I watched as my aunt gathered a big steadying breath, squared her shoulders, and with no more emotion than if she was an officer ordering his men to storm the beaches of Normandy, she said how she knew it wouldn’t be easy, but she’d decided the time had come for me to move on. To go somewhere else. To leave.

And, you know, part of my brain just couldn’t believe I was hearing her right. While there were days when I’d wished on every darned star and planet in the sky to be living somewhere else, I never thought my aunt—who knew my whole life like an open book—would ever think of sending me away.

2. Queen Bee Walker

D
orothea May Walker was the one who started it all, of course. The leaving.

That’s the first thing that went through my mind as Aunt Odella sat there talking. Dorothea May Walker was my mother, but everybody else in town knew her as the jazz singer “Queen Bee” Walker for the honey-sweet sound of her voice. I’ve been told she sang in clubs all over Chicago and even performed with the great Louis Armstrong and his band once. Who knows what’s true and what’s not. I got my doubts.

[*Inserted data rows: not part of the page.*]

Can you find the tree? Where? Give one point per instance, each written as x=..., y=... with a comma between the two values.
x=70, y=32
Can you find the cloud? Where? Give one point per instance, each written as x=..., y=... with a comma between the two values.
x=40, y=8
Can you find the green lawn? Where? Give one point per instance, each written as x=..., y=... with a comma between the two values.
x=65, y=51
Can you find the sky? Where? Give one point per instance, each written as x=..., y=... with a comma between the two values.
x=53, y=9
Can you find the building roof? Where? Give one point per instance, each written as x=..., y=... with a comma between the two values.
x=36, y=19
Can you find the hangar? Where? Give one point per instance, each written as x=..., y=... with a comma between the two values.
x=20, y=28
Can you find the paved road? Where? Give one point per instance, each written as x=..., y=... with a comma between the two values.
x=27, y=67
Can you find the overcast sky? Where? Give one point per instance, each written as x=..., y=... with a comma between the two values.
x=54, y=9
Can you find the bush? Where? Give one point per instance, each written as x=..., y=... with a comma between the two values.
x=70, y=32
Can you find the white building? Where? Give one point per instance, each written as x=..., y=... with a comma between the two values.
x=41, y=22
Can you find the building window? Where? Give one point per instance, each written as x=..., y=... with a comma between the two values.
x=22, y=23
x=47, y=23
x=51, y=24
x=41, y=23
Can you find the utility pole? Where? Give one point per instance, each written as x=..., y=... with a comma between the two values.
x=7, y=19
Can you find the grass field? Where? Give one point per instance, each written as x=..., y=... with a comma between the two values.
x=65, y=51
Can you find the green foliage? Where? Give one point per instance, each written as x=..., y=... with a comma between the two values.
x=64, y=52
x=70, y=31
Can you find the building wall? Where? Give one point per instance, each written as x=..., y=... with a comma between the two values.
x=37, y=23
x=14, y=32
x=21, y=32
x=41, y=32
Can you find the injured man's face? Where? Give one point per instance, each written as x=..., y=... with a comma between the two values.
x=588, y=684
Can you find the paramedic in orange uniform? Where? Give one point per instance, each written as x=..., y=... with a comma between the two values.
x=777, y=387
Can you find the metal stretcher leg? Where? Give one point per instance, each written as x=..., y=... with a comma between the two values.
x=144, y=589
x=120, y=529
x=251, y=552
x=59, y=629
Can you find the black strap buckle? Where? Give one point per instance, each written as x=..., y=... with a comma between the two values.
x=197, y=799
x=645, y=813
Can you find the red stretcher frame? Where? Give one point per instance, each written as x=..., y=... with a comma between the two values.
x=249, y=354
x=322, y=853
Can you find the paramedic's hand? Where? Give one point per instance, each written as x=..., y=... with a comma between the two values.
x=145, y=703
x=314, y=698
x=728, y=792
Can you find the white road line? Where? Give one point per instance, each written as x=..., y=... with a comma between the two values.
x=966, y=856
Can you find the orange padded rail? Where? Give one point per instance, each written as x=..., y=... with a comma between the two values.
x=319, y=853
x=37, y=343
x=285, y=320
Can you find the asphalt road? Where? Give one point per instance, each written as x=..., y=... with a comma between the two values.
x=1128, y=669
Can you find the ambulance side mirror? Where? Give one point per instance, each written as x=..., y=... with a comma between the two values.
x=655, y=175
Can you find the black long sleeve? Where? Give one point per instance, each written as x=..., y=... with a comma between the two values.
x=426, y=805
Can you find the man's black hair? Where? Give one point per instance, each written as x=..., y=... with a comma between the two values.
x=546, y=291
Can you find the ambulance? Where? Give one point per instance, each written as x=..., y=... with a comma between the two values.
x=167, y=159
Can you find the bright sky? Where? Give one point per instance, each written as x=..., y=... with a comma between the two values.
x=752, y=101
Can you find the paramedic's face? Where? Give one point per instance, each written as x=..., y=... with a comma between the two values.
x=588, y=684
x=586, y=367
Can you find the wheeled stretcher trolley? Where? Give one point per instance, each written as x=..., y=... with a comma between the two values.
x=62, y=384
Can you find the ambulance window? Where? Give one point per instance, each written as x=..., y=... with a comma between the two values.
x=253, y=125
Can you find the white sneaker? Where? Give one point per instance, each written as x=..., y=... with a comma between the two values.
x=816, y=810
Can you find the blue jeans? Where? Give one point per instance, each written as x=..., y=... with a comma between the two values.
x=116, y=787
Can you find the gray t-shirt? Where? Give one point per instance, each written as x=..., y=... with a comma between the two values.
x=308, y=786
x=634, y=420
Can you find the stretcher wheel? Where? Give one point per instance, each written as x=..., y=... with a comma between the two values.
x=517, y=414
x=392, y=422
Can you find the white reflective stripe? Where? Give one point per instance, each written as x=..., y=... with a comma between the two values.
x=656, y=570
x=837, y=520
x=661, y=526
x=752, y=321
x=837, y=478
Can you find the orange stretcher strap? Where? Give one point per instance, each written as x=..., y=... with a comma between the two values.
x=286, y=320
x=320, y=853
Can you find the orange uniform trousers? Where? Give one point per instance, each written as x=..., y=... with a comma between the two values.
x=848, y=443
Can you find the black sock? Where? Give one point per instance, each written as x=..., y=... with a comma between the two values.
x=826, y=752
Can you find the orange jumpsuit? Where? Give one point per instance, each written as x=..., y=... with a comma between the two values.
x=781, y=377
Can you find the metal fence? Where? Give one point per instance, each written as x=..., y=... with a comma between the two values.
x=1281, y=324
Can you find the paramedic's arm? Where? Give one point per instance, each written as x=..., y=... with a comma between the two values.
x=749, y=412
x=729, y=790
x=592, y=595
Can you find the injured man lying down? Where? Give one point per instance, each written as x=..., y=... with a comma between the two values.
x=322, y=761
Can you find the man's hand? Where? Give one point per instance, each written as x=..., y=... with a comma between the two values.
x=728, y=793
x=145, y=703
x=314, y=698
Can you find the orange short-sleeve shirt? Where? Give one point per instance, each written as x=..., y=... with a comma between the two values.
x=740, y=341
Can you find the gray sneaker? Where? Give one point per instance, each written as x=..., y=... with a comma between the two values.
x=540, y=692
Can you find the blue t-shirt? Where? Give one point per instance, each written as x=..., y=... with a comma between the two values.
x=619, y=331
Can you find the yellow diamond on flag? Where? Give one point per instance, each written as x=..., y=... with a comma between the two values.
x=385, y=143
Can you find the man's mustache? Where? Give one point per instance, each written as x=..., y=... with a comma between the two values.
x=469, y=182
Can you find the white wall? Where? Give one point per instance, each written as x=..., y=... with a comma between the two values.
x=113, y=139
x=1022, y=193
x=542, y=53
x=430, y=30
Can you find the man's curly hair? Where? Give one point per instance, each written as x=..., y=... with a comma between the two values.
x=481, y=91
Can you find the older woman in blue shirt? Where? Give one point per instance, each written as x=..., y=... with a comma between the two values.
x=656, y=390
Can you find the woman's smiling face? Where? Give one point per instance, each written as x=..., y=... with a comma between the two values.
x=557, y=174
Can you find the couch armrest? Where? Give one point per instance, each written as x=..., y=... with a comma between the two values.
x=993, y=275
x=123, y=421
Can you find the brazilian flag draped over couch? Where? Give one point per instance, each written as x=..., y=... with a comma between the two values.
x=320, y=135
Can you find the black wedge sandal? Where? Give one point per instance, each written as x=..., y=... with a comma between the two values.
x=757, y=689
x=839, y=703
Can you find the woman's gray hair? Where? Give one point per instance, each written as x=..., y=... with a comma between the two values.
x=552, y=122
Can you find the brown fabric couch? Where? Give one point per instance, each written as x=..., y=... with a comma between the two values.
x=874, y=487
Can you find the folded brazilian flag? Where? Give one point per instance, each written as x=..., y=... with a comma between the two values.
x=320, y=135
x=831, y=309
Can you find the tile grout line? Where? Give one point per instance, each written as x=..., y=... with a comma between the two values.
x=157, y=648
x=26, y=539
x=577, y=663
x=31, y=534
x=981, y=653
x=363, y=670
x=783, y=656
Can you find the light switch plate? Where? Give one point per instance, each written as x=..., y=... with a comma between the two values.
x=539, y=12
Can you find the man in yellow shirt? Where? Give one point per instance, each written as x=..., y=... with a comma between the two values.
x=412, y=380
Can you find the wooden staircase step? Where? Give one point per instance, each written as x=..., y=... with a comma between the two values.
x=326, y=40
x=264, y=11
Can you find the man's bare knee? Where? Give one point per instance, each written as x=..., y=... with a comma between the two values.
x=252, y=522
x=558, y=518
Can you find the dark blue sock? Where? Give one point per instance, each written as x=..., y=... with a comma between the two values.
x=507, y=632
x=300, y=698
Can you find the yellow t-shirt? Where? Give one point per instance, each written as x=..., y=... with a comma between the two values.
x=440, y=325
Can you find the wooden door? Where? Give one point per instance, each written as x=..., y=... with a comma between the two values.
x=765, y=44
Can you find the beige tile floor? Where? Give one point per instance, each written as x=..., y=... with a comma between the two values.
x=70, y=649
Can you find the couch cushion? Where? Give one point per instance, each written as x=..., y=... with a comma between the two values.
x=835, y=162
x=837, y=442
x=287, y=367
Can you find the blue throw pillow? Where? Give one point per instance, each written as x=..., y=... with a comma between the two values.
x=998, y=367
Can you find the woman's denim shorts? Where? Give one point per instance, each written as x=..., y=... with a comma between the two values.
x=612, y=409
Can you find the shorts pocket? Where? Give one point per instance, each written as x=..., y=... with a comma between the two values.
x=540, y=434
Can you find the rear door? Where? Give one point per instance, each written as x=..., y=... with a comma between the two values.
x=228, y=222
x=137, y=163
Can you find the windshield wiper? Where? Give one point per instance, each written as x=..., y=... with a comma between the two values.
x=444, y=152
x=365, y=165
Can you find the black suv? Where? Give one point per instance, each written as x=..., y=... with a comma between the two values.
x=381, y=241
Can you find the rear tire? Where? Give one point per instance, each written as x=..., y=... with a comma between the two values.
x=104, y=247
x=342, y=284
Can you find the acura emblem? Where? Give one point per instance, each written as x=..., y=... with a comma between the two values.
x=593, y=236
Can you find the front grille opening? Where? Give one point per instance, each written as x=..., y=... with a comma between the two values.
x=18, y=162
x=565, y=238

All I can say for sure is my daddy met her one night when she was singing at a nothing-special place in Chicago called the Wonder Lounge. The story goes that he strolled into the club for a quick drink and a song, and came out later with a famous wife. But it wasn’t quite so speedy. Aunt Odella would always correct that part of the family story and tell me that my daddy went steady with Miz Walker—putting
a mean edge to the
z
—for a few months before they ran off and got married. She was a good-looking girl, my aunt said. “Like the movie star Lena Horne, only a coupla shades darker. Like a hot-chocolate Lena Horne. And if the war had been on back then, I’m telling you, her voice woulda been rationed along with the sugar.”